The streak of Fridays without any bank closures ended today with the closure of Columbian Bank and Trust Company, Topeka, KS. Here's the FDIC's press release link, and here's a summary of the closure (in a new format):
  • Closed Bank: Columbian Bank and Trust Company
  • Location: Topeka, KS
  • Size: 9 branches, $752 million assets, $622 million deposits
  • Possible Uninsured Deposits: 610 accounts, $46 million
  • Acquiring Bank: Citizens Bank and Trust, Chillicothe, Missouri
  • Payments of Uninsured Deposits: No mention of any immediate payments
  • Cost to Deposit Insurance Fund: $60 million (estimated)
  • 2008 closures: 9th bank to be closed this year
  • Financial Ratings: 2 stars (0=lowest) at BauerFinancial, 3 stars (1=lowest) at Bankrate.com

For those who have deposits over the insured limits, I don't see any mention of immediate payouts. In several past closures including IndyMac's failure, 50% of the uninsured deposits were paid.

When a bank is closed by the Feds, we can see how the financial rating services performed. In this case, BauerFinancial did a little better than Bankrate. BauerFinancial had given it 2 stars (problematic). The bank had 3 stars (performing) at Bankrate. As these ratings show, it's very hard to predict a closure based on ratings so it's best just to stay under the FDIC limits.

I was worried we may see another Friday bank failure after yesterday's FDIC press release titled How to Get a Good Night's Sleep with FDIC Insurance. I was thinking it might be intended to reduce the public's anxiety as more banks close. We'll see if any more banks fail today.

I looked back in my archives, and I don't seem to have any posts on this bank, and they weren't advertising any high rates on their website as of this afternoon.

The last bank failure was on August 1st, when a small Florida bank failed. Please see my Facts about FDIC and NCUA Post for more general info and references.

Related Posts

Comments
4 comments.
Comment #1 by Anonymous posted on
Anonymous
Amazing that after the well-publicized closure of IndyMac Bank there are still people who leave uninsured money in a bank.

1
Comment #2 by Mocirne (anonymous) posted on
Mocirne
True... on the one hand, as BankingGuy pointed out, the rating for the bank was nowhere in the red.
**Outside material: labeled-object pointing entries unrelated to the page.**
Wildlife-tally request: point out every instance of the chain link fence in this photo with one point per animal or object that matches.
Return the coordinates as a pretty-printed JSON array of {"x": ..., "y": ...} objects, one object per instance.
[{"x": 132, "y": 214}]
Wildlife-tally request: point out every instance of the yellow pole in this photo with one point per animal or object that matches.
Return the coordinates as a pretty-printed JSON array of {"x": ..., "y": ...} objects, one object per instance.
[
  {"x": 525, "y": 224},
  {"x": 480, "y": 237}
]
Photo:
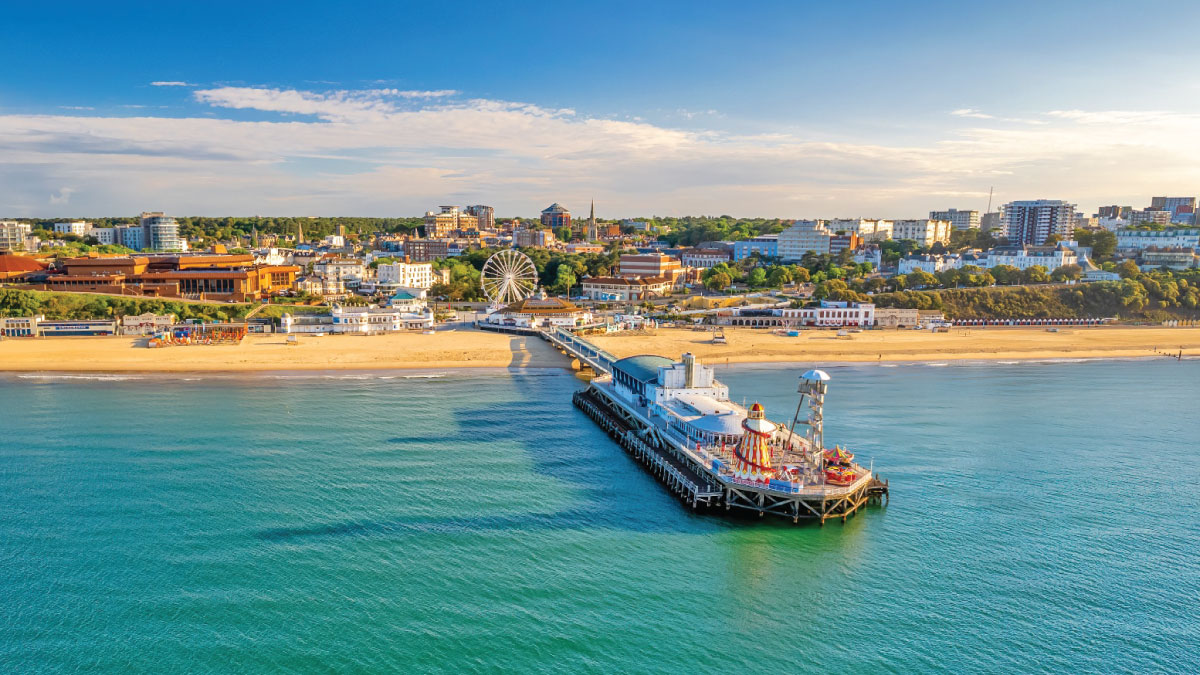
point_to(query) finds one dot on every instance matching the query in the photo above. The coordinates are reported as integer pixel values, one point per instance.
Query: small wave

However, especially in today's financial environment, everyone should be wary of going over the FDIC limits on small banks with relatively low assets, no matter what their apparent rating is.

1
Comment #3 by Anonymous posted on
Anonymous
It is not surprising to me at all that there are so many people with funds exceeding FDIC insurance even after so many publication regarding this matter before.

I would imagine an average person who would keep more than $100K in one bank is an elderly lady who never pays her bills online, who never reads any financial information etc. These people are merely not interested in this matter as they have more important things to do: keep their garden neat, bake a Sunday apple pie, go to church every Sundays, watch General Hospital every day at 1 pm, etc.

I think it should be a law when someones deposit amount exceeds the FDIC limit, this person must be notified by the bank of the possible consequences. Otherwise there will always be people who don't care or not literate enough to understand what can happen.

1
Comment #4 by Anonymous posted on
Anonymous
It is possible that some of the reported 60 mil in uninsured funds consists of POD accounts with over 100k but still fully covered. The initial estimate (of 60 mil) usually counts all accounts over 100k IMO.